Making things from cardboard may seem simple, but Mainey says that these aren’t your run-of-the-mill cardboard makings. “It’s a four-week process and everything is built from scratch. We take about twenty measurements of our clients and decide on an item that will make their life or their caregiver’s life easier,” he says. Though they don’t turn anyone away, all their work so far has been done for youth, ranging from age seven months to 18 years. The two like to take the time to make the pieces appealing to the child or teen and will often add their favorite colors, patterns or characters to the finished product. They involve therapists in the process as well, and each item is designed with safety as a priority, incorporating elements such as rounded corners, straps for security and non-skid bottoms.

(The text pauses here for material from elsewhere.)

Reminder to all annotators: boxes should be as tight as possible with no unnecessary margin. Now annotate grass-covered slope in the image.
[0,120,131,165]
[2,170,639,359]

The benefits of building adaptive equipment and furniture from this type of cardboard are tremendous. Its lighter, making it easier on the user and caregiver, and it costs significantly less. “What they make is very durable and lasts a long time. We like to use them to show patients what they can have at home,” says Jennifer Mock of Abilitations Children’s Therapy. Mock, also a Made4Me board member, says often times insurance doesn’t cover adaptive equipment because it might not be “medically necessary.” “We often have kids and families that have regular insurance but it doesn’t cover what they need so families are spending an arm and a leg trying to find lending and a loan for this equipment. They [Mainey and McAgy] have really carved a niche for people who can’t afford these things and they customize it so nicely so patients always really love it.”
McAgy says they’ve received 100 percent client satisfaction and hope to attract more volunteers and donations to expand their reach. The duo says they hope to help the 1 in 5 individuals living with disabilities in the state. Word is spreading much farther than the state though; they’ve had requests come from as far as Haiti and Africa. At the same time, the two continue to perfect and expand their portfolio. McAgy says, “Each piece we try to do a little better, we like to over-engineer. And we always get a tear on that third and final meeting when we deliver the finished product, that’s my favorite part. That’s the most rewarding.”